Algunas versiones lo relacionaron con decisiones represivas tomadas en los primeros años de la dictadura castrista; otras lo señalaron como protagonista de conflictos internos dentro de la cúpula gobernante. Parte de esos relatos forman hoy parte de la memoria política del exilio cubano, aunque no siempre existan documentos concluyentes que permitan establecer los hechos con certeza histórica.
Lo que sí parece fuera de discusión es la dimensión de su maléfica influencia.
Durante más de sesenta años, Ramiro Valdés ocupó posiciones centrales en los ámbitos de la seguridad, la inteligencia, la tecnología y el poder político. Sobrevivió a purgas internas, crisis económicas, cambios geopolíticos y al relevo generacional dentro del régimen. Mientras otros comandantes desaparecían de la escena pública, él continuó ocupando espacios estratégicos en el Estado cubano.

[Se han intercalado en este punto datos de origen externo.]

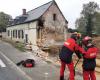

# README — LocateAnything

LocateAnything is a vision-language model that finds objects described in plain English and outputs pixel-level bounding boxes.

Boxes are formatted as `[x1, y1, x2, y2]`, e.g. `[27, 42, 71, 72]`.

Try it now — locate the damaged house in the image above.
[7, 0, 68, 47]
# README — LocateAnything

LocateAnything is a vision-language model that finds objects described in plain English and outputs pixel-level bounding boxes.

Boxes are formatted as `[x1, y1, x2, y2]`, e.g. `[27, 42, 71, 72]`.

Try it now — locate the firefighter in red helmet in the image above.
[82, 36, 97, 80]
[59, 33, 81, 80]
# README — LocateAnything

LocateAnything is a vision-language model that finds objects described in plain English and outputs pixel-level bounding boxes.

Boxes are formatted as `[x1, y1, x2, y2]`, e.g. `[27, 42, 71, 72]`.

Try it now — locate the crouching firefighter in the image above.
[59, 34, 81, 80]
[83, 36, 97, 80]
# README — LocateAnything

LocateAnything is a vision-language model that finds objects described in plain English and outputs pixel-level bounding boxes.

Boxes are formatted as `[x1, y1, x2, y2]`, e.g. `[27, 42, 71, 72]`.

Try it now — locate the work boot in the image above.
[60, 76, 64, 80]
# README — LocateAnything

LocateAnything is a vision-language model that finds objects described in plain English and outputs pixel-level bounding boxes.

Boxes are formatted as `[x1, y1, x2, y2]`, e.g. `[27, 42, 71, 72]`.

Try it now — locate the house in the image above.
[7, 0, 68, 47]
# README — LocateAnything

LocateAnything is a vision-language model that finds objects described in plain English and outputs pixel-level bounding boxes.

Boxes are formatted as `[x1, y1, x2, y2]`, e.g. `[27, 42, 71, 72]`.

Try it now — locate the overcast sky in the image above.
[0, 0, 100, 28]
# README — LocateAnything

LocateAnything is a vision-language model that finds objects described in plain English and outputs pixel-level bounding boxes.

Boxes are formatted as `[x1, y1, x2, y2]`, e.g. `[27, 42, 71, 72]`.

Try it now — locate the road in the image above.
[0, 51, 30, 80]
[0, 41, 100, 80]
[0, 41, 59, 80]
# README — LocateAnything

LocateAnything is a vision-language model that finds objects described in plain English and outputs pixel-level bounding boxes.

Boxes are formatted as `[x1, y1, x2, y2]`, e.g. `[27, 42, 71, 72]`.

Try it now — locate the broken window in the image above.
[38, 19, 43, 26]
[8, 30, 10, 36]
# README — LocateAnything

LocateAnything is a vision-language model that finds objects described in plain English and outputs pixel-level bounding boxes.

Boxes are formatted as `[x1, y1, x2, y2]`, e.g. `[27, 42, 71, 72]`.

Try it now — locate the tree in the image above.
[0, 12, 12, 32]
[76, 2, 99, 36]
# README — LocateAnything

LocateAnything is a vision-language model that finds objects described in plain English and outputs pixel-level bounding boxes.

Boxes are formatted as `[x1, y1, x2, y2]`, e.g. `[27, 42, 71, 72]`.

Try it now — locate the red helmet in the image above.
[82, 36, 92, 45]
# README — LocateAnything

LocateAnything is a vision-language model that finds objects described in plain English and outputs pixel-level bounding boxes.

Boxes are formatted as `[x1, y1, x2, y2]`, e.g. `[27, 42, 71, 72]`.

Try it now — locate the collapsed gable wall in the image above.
[37, 3, 67, 46]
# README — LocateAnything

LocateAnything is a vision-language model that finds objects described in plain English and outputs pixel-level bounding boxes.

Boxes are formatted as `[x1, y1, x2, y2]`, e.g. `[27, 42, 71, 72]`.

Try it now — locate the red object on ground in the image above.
[83, 71, 96, 80]
[60, 61, 74, 80]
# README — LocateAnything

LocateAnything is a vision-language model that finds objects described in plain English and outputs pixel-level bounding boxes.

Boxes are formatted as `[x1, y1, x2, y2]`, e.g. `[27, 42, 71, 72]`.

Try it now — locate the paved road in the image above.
[0, 41, 99, 80]
[0, 41, 59, 80]
[0, 51, 31, 80]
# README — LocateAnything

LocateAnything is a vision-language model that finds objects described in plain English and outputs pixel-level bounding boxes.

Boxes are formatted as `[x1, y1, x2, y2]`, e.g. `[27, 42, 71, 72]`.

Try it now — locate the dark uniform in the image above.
[59, 35, 81, 80]
[83, 44, 97, 80]
[83, 36, 98, 80]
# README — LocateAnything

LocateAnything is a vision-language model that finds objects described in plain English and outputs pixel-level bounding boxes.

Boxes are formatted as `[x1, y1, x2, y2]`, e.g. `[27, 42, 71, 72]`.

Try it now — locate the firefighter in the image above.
[59, 33, 81, 80]
[83, 36, 97, 80]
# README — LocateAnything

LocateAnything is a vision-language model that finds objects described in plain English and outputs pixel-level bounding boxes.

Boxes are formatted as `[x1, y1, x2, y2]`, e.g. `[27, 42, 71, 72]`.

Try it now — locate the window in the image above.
[22, 30, 24, 39]
[18, 30, 20, 38]
[53, 14, 57, 21]
[15, 30, 17, 38]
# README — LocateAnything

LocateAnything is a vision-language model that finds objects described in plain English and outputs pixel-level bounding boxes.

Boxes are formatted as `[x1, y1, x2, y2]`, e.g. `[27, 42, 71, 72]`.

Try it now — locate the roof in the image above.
[10, 0, 66, 26]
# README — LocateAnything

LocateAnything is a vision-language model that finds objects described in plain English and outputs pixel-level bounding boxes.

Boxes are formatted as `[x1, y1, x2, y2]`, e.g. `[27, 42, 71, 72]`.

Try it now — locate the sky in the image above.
[0, 0, 100, 28]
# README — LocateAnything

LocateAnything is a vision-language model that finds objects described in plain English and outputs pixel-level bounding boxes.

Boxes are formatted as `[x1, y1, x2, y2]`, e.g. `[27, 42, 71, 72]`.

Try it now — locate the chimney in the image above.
[22, 9, 26, 15]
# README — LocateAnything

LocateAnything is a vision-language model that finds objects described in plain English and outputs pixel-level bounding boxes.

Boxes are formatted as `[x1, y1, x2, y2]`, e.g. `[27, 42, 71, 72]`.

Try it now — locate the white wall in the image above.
[7, 21, 37, 45]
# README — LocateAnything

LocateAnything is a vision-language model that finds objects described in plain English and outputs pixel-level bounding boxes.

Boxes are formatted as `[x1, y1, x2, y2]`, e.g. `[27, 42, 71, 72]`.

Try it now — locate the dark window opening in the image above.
[38, 20, 43, 26]
[16, 30, 17, 38]
[53, 14, 57, 21]
[8, 30, 10, 36]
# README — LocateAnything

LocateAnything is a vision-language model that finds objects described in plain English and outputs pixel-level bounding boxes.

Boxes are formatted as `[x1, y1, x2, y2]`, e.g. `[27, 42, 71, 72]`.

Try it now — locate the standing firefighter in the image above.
[59, 33, 81, 80]
[83, 36, 97, 80]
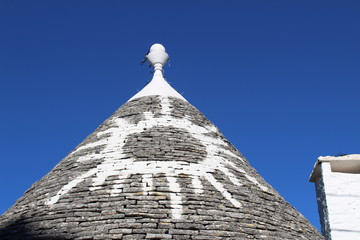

Para la oposición democrática cubana, su muerte no supone únicamente la desaparición de uno de los últimos pilares y líderes históricos del régimen totalitario. Marca también el final biológico de uno de los hombres que mejor encarnó el aparato de control que permitió la supervivencia del castrismo durante más de seis décadas.
Sus víctimas y detractores lo recordarán como el arquitecto de la maquinaria represiva más duradera de América Latina.